The court will be conducted by a Judge Pro-Tem and will be staffed with a bailiff and court clerk. As many as four cases may be heard during each session and there will be separate juries for each.

The jury will impose a sentence, however, the Judge Pro-Tem will monitor the sentence, but will not interfere unless the sentence is extremely unreasonable or impractical.
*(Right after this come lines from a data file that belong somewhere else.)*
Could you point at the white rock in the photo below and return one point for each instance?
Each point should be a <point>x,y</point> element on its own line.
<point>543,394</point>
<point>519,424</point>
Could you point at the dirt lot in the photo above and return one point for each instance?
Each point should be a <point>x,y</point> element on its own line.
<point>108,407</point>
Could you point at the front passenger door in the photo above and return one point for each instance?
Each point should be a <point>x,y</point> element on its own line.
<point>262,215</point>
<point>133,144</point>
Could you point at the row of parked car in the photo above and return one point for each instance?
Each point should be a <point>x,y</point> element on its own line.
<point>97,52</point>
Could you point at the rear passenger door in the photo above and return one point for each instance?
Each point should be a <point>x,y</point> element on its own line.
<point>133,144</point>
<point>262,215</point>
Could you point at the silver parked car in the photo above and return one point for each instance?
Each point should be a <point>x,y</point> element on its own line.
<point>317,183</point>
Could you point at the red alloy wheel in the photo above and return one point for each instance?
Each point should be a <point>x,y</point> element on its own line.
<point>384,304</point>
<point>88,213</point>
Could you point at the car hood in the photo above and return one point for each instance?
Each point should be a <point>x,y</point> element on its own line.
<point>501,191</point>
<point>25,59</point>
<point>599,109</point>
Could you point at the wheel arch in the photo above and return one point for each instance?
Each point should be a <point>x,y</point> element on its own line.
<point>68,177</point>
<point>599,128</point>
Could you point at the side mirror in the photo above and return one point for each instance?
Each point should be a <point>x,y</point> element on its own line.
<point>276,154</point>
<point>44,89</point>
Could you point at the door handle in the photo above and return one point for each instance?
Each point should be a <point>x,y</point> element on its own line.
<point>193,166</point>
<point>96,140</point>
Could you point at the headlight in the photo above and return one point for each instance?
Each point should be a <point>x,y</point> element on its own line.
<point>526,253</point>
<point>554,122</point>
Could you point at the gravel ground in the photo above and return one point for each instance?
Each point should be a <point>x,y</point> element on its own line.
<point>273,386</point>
The sentence may consist of the following:

  • Community Service. (20-120 hours)
  • Restitution (if there is a monetary loss to the victim).
  • Drug/Alcohol treatment.
  • Counseling.
  • Essay/letter of apology.
  • Serve as juror for at least one Teen Court session (recommended).

The jurors:

Jurors will be at least 13 years of age and cannot be associated or acquainted with the suspected offender. Jurors in all cases will be compelled and counseled to maintain the highest degree of integrity and decorum in their case dealings. Jurors are reminded they bear a heavy responsibility in deciding the guilt or innocence of the suspected offender. Jurors maturity and good judgment are essential in making the Teen Court program effective and to hopefully help the offender take responsibility for his/her actions and deter them from repeat offenses.  The jury changes for each case.  A new set of jurors is selected and hears a case while the previous jury deliberates. One juror is chosen as Foreperson to deliver recommendations

The process:

The Court Coordinator presents the case and charges to the jury, reviews the suspected offender's school records and arranges and verifies the minor complies with the jury's recommendations. The parents or guardians may be present at the hearing and are assisted if there is a language barrier. The following is the hearing format:

  • The Bailiff swears in the suspected offender.
  • Court Coordinator reads the charges and a detailed description of the offense.
  • The Judge Pro-Tem asks the suspected offender if the charges are correct.
  • The suspected offender can accept the charges with an explanation or deny the charges, telling his/her side of the story.
  • Jury is allowed to ask the suspected offender and parent’s questions to get background information.
  • The Judge Pro-Tem excuses the minor, clarifies the charges and the law to the jurors before they begin deliberating.
  • Jury returns when deliberations are complete. Foreperson reads the decision and recommendations.
  • The Judge Pro-Tem orders recommendations, with modifications, if necessary.
The jury changes for each case. A new set of jurors is selected and hears a case while the previous jury deliberates. One juror is chosen as Foreperson to deliver recommendations.